Scanning quickly you pick up the high points: Western expansion, War of 1812, Missouri Compromise, Monroe Doctrine, rise of railroads, Trail of Tears, Civil War, Reconstruction, Industrial Revolutoin. Nodding in agreement you think, “Makes sense. I’ve heard of most of this.”
Interrupting your ruminations, she continues matter-of-factly, “Page 3 outlines how you will be graded.”
Quizzes, homework, tests, projects = 80% of final grade.
“Ok. Ormse. I see you. I mean, I may have weighted quizzes a little less, but…” And then… “No. Certainly not. Wait… the final 20% of my grade is based on… opinion of other students.” 20%?!
That’s right. Your fellow students, who have a vested interest in their own scores and ultimate position in the class, will make up 1/5 of your final grade.
You start looking around anxiously and suddenly your mind shifts into overdrive.
Who is that kid in the second row? I’ve never seen him in my life.
Oh, no. Zach. He has always hated me ever since that thing with the guy at the place back in third grade.
Crap. Sarah. Everyone loves her. She’s…she’s…she’s…all the things I’m not. But does that make her better at history? Does that make her better than me in general?
Well…when the opinion of others accounts for 20% of the grade—probably.
And that’s how it goes for colleges with the rankings. 20% is based on the opinions of others. Others in the same game. Others in the same class. Others with vested interests in their own results and position.
Raise your hand if you’d like 20% of your admission decision to be based on the other applicants opinions of you. Ok. You can put your hand back down now. Oh, and to be clear, in most cases they’ve never met you, seen you, or have anything concrete to go on except where you are from and a vague recollection that a few years ago someone they met said you were “Ok.”

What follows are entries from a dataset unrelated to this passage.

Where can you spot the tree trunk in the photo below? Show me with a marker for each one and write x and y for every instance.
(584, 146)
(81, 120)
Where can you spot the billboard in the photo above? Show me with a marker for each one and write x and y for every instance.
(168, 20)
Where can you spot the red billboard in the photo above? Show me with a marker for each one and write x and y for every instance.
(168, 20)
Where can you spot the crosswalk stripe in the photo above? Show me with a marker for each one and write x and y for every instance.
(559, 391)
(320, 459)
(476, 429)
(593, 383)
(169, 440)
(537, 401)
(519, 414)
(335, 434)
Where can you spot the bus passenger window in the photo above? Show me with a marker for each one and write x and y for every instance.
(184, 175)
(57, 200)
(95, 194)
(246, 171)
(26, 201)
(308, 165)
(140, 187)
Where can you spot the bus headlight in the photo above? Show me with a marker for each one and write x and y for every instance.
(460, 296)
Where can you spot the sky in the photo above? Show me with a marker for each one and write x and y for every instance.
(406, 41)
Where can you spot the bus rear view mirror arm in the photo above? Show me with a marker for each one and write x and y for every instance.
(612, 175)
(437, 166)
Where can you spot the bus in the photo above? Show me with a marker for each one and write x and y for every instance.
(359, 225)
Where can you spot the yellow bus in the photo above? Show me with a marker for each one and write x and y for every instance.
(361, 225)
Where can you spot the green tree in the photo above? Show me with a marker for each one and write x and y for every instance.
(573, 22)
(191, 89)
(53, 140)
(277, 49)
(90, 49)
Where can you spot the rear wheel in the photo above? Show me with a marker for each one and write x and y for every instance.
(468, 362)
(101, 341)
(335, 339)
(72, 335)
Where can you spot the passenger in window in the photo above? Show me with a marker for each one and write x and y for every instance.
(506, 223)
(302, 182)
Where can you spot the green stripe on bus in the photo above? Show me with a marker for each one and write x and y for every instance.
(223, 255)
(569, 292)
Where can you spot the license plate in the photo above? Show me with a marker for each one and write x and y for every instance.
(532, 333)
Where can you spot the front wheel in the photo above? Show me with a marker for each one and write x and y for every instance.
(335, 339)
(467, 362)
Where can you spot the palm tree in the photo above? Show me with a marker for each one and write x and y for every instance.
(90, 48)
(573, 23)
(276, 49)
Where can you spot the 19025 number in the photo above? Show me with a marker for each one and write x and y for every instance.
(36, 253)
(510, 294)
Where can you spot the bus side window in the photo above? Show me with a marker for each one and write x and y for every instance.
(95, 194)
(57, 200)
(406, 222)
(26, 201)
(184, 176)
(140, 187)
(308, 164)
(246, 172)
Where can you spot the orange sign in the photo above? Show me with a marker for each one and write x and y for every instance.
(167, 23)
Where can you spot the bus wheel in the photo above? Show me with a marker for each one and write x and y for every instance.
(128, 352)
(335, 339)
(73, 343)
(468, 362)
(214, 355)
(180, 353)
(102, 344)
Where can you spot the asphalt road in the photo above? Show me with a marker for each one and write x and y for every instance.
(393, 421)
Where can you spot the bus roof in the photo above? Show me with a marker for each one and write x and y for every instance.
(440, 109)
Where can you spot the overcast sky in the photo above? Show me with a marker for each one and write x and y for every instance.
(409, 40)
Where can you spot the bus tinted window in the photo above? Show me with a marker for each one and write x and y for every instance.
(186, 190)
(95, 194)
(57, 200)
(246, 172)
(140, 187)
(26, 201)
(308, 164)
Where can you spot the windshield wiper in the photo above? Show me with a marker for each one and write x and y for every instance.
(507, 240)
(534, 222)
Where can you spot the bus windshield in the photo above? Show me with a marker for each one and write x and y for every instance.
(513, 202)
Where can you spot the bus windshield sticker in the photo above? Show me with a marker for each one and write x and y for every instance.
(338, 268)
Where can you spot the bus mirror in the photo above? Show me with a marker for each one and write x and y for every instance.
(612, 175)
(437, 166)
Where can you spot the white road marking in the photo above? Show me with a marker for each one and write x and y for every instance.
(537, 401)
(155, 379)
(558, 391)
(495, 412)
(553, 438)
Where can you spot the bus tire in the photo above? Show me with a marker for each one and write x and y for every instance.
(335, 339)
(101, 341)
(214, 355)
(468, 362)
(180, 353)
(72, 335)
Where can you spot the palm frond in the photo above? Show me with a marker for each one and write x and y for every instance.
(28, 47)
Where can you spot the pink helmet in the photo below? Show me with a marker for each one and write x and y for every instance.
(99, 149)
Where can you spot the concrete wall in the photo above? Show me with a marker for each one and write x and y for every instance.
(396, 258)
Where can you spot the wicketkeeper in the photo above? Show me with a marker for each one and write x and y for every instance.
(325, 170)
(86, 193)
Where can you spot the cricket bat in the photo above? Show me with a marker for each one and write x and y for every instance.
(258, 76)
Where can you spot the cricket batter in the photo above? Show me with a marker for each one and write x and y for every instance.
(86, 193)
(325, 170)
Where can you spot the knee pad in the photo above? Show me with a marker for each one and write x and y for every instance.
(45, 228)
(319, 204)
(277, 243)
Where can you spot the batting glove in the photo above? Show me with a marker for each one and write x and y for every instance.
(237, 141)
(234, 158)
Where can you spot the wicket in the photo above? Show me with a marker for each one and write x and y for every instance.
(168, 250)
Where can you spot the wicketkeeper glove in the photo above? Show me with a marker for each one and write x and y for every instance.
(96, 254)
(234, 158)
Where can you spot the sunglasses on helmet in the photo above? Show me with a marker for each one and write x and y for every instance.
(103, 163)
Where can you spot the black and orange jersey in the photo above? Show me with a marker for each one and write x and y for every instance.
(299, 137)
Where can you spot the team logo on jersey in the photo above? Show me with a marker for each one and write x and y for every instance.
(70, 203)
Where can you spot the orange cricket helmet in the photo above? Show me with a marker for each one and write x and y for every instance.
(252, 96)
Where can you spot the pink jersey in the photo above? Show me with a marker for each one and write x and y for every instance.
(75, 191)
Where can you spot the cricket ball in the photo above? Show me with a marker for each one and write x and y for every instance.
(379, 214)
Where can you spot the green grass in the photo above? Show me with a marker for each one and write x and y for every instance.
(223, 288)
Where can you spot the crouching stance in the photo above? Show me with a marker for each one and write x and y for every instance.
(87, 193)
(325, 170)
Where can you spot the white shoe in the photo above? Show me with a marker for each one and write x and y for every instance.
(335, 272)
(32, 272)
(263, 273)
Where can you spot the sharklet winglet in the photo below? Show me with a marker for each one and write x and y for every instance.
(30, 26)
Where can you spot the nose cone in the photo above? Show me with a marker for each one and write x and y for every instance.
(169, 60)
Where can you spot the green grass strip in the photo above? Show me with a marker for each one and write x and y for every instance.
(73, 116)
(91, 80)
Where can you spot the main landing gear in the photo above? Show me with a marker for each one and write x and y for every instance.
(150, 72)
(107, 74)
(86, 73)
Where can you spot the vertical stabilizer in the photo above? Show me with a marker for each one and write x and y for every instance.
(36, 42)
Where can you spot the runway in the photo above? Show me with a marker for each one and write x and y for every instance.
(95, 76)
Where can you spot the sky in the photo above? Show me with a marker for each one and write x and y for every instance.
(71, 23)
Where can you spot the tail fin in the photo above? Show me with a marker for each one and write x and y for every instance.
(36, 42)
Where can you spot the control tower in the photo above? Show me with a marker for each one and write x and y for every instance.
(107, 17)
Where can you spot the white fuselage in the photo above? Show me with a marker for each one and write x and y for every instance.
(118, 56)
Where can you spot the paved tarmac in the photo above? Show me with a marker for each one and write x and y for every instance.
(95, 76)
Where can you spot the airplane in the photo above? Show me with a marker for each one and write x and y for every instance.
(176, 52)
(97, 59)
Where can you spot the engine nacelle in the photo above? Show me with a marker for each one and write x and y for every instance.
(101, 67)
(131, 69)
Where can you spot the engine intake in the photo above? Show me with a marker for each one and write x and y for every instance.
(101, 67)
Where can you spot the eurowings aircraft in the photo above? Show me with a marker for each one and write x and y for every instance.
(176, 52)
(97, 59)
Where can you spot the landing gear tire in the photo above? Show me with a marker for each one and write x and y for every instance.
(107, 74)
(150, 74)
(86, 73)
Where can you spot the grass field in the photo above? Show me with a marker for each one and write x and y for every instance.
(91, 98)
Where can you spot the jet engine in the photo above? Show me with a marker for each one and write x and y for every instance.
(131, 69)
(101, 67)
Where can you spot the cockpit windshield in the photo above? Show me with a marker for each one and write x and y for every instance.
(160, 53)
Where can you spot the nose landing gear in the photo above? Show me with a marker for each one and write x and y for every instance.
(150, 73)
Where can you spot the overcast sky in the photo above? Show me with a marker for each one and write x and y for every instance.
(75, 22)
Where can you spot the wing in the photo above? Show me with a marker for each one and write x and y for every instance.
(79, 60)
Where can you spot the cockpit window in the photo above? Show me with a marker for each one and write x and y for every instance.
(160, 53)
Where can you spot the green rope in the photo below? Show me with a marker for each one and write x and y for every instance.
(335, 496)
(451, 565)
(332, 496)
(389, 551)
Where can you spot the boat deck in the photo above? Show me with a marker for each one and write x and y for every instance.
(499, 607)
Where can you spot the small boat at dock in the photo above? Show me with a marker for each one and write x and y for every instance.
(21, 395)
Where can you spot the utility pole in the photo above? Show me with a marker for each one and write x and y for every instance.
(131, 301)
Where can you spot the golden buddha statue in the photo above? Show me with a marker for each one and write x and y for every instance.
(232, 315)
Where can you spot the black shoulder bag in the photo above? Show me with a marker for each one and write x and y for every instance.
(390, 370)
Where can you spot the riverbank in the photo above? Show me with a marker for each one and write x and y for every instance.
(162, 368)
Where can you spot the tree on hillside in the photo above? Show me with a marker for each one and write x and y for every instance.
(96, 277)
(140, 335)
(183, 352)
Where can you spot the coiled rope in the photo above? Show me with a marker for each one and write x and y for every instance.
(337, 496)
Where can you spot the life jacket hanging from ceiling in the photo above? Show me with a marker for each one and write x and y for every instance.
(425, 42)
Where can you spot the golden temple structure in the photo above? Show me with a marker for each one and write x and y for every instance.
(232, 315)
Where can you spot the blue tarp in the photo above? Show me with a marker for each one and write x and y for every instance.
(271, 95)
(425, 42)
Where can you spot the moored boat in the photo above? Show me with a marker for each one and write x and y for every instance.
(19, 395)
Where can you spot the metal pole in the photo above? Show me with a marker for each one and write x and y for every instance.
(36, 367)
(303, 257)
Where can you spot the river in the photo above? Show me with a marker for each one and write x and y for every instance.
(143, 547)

Bottom line: I earnestly think you are smarter than the gamemakers at US News. And I know you know you better than they ever could. So is it crazy to suggest you creating your own ranking system? More on that here.
Rank the Rankings
Colleges want you to apply because you have done your homework and believe you match up well academically and beyond the classroom. They send you brochures, email you invitations to come to campus, and even travel to your town or high school in hopes they can tell you a full story about their history, mission, offerings, and ethos. You apply to colleges expecting them to look beyond your name or test score. Holistic review is time intensive and deeply human. It’s not perfect, but it strives to be comprehensive. I’m just asking the same from you in your consideration of the rankings.